When I was battling cancer at the City of Hope I’d get frequent calls of encouragement from Doug and usually the recitation of a really bad joke along with an admonition to “beat that shit!” Since I lived in the Naples area of Long Beach, not far from Aero Bureau, I was able to stop by and thank him for his words of encouragement after I was home. It was on one of those visits that as we walked back to my car from the hanger that Doug told me, “I’ve got that shit too. It’s in my hip but like you, I’m going to beat it!”

By the time of the retirement party for Doug and his wife Miriam who was retiring from the Homicide Bureau he was limping badly and as I roasted him that evening before those who had gathered to send off the two of them I could see the pain in his eyes. Unfortunately, it didn’t get any better and my calls of encouragement and equally bad jokes brought a few smiles but no relief from the burden he carried.

Miriam called to let me know the end was approaching and that Doug had been hospitalized. For awhile I stood at his bedside watching him struggle against the four point restraints, the hospital staff told me that his writhing was something called terminal agitation. His warrior body was fighting a losing struggle with death. I wished that I could carry some of that pain for my friend but I couldn’t.

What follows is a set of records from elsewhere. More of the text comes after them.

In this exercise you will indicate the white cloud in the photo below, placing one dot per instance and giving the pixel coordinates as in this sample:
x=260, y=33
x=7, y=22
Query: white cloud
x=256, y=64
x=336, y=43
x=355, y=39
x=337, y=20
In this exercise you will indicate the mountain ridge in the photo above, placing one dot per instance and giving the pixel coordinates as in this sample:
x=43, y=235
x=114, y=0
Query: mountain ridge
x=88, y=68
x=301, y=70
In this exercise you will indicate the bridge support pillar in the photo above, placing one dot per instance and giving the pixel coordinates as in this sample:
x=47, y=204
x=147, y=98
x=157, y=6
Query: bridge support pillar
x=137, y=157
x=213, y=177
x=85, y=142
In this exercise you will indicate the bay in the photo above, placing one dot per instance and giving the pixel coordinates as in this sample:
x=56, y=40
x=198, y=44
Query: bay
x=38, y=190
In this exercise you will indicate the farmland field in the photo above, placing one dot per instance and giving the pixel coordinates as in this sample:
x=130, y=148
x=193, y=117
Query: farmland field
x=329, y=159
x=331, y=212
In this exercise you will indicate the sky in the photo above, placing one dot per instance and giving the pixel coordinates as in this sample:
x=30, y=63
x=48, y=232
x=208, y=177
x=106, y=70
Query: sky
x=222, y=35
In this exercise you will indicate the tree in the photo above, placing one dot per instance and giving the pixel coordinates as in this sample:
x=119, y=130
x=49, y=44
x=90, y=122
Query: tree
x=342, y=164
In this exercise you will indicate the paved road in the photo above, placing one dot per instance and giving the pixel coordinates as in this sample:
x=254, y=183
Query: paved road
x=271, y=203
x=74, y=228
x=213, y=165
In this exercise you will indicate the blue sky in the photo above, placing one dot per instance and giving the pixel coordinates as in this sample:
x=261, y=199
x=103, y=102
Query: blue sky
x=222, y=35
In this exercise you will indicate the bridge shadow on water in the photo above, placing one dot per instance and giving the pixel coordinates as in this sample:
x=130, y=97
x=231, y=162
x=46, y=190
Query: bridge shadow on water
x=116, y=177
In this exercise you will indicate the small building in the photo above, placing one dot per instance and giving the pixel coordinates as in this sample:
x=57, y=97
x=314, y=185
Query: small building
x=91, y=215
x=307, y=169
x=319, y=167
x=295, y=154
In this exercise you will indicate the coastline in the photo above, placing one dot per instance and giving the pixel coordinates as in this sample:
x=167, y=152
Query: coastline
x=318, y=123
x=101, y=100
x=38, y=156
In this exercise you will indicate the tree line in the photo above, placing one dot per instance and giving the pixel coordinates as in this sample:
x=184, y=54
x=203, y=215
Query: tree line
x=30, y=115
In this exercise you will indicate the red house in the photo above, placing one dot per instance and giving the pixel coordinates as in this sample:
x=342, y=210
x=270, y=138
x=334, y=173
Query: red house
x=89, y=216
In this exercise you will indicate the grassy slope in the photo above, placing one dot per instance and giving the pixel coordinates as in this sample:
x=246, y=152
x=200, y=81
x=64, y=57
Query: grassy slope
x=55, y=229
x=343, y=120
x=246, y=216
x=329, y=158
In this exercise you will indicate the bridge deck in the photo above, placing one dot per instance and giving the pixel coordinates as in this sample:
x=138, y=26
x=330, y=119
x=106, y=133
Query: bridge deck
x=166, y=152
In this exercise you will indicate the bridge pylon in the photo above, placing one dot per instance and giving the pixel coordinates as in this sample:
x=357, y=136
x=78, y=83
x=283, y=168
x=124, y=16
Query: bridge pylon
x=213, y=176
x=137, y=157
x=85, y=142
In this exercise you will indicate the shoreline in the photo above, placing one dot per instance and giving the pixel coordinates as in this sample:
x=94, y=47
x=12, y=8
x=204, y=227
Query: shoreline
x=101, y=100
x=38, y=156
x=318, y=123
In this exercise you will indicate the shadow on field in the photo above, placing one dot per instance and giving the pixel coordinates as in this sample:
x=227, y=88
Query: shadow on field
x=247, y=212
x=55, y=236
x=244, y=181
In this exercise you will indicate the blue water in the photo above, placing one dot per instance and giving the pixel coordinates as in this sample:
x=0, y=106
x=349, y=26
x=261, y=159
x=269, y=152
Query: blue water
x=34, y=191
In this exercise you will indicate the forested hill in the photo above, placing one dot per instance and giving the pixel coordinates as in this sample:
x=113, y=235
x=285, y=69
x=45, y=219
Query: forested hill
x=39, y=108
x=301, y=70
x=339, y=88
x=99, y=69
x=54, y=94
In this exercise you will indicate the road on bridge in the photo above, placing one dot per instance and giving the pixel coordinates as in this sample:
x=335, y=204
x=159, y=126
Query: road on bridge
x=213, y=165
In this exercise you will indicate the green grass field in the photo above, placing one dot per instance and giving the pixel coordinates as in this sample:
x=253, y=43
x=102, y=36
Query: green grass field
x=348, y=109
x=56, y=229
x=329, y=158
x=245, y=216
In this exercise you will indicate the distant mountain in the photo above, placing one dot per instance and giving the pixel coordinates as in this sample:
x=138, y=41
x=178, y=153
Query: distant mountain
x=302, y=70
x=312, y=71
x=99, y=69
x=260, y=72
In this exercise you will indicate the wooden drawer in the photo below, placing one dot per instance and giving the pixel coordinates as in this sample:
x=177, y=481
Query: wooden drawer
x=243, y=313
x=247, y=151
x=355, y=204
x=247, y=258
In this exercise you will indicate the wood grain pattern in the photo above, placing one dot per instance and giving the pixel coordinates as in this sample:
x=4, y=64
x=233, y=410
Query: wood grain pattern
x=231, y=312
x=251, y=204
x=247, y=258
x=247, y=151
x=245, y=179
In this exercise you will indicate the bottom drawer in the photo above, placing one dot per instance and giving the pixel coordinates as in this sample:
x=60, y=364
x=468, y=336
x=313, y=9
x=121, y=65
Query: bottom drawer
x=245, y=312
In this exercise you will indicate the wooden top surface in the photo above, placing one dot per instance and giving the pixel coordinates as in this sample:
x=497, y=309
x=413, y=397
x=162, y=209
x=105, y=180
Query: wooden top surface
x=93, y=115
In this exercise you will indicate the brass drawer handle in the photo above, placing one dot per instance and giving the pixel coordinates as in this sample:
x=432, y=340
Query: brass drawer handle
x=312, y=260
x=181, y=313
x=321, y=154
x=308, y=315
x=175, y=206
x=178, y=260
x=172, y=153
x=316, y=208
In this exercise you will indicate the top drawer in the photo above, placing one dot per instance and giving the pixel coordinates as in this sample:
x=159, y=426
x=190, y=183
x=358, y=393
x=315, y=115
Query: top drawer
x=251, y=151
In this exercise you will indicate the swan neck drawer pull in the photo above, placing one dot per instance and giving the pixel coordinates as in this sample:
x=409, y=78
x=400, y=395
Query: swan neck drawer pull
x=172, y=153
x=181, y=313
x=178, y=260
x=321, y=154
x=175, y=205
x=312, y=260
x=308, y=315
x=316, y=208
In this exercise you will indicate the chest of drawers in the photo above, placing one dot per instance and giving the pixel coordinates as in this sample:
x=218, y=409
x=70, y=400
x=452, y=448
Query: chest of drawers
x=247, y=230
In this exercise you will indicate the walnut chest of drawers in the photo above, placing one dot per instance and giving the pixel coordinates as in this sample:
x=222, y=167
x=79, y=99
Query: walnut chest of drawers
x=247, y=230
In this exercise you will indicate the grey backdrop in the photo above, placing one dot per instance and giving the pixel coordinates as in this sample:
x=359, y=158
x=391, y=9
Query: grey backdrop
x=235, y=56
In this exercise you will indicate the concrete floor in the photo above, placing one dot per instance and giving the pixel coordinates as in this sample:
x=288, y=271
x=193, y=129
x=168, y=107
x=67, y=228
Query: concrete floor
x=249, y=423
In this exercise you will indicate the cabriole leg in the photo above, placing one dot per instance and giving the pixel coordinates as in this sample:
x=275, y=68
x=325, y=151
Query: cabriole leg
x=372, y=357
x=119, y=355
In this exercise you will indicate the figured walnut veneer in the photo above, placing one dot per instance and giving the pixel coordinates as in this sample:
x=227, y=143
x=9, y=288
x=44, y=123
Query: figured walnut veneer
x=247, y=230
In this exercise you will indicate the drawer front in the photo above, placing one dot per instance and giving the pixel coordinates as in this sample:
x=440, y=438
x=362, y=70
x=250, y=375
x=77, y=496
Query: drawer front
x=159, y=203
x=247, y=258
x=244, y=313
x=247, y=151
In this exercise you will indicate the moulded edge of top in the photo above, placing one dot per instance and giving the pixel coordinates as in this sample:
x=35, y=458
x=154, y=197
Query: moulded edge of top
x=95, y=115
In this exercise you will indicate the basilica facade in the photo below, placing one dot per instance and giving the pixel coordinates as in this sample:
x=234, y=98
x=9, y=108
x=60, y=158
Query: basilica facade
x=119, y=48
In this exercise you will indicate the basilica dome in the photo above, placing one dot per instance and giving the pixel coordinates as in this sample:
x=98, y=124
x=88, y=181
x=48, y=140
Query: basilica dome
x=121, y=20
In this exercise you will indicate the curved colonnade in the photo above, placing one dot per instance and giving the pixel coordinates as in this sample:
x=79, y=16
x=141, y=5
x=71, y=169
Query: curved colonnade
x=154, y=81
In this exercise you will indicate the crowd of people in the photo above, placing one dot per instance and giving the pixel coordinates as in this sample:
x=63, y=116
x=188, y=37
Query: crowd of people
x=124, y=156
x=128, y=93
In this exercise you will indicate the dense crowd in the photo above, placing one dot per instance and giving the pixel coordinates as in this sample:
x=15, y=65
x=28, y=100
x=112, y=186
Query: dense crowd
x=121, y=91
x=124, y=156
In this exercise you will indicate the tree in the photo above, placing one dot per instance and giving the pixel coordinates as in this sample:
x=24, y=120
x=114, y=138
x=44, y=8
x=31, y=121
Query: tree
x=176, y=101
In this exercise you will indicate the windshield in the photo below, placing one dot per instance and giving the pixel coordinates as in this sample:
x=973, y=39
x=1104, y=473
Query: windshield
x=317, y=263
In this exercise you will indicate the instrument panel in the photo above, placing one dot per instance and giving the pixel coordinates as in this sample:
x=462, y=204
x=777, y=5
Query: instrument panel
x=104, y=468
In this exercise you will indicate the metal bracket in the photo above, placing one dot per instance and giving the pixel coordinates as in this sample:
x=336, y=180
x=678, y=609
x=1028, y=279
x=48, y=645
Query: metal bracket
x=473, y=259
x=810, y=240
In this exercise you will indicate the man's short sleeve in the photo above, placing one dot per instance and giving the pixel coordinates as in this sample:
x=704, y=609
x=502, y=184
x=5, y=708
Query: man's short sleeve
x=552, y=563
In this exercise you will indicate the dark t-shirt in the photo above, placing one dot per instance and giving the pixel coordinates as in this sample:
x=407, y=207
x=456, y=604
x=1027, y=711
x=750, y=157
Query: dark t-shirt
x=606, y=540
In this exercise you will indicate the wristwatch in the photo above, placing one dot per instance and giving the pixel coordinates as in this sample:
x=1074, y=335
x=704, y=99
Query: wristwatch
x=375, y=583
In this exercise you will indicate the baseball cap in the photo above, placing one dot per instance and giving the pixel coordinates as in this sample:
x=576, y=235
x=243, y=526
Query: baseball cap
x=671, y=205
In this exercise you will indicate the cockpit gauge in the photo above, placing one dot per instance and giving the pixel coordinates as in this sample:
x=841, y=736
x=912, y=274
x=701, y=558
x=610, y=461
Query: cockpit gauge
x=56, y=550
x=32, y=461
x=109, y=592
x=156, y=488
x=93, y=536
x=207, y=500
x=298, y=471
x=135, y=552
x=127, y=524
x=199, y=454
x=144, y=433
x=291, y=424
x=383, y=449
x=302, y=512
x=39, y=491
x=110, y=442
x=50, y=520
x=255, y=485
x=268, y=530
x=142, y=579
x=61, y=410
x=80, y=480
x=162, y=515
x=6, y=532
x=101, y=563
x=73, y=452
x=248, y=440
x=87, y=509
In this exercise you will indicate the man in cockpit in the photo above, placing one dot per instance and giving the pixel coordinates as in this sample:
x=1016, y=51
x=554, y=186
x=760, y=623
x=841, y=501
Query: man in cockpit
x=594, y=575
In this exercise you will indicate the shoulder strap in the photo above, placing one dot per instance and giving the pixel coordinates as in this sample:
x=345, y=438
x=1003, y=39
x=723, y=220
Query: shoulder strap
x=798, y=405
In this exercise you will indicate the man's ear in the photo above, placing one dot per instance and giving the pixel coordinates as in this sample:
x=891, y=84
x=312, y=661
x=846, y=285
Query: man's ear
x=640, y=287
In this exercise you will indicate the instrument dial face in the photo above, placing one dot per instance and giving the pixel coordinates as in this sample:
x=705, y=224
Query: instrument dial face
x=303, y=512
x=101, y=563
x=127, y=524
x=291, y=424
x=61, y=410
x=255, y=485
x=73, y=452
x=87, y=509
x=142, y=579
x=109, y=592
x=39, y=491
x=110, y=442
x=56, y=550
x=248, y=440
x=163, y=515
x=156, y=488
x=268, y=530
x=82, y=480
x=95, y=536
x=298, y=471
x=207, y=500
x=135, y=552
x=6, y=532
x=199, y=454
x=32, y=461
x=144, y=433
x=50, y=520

His memorial service at Aero Bureau, in the big hanger, was attended by hundreds and hundreds of those whose lives had been touched by Doug. Family, friends, members of the Los Angeles County Sheriff’s Department and members of law enforcement and public safety agencies from all over the state were there to pay their respects. The program was brief and several folks spoke fondly of days gone by with Doug. They mentioned his love for his family, his friends and his job. They paid tribute to his talents and many contributions to his profession

As a fitting tribute, the airspace of the Long Beach Airport was put on hold and as those in attendance gathered silently outside the hanger one could hear, off in the distance, the beat of helicopter rotor blades cutting the air. A contingent of Department aircraft led by a twin turbined Sikorsky flew toward us and then one chopper banked away leaving the missing man formation to grace the heavens in tribute to Doug Travis, a Legendary Lawman.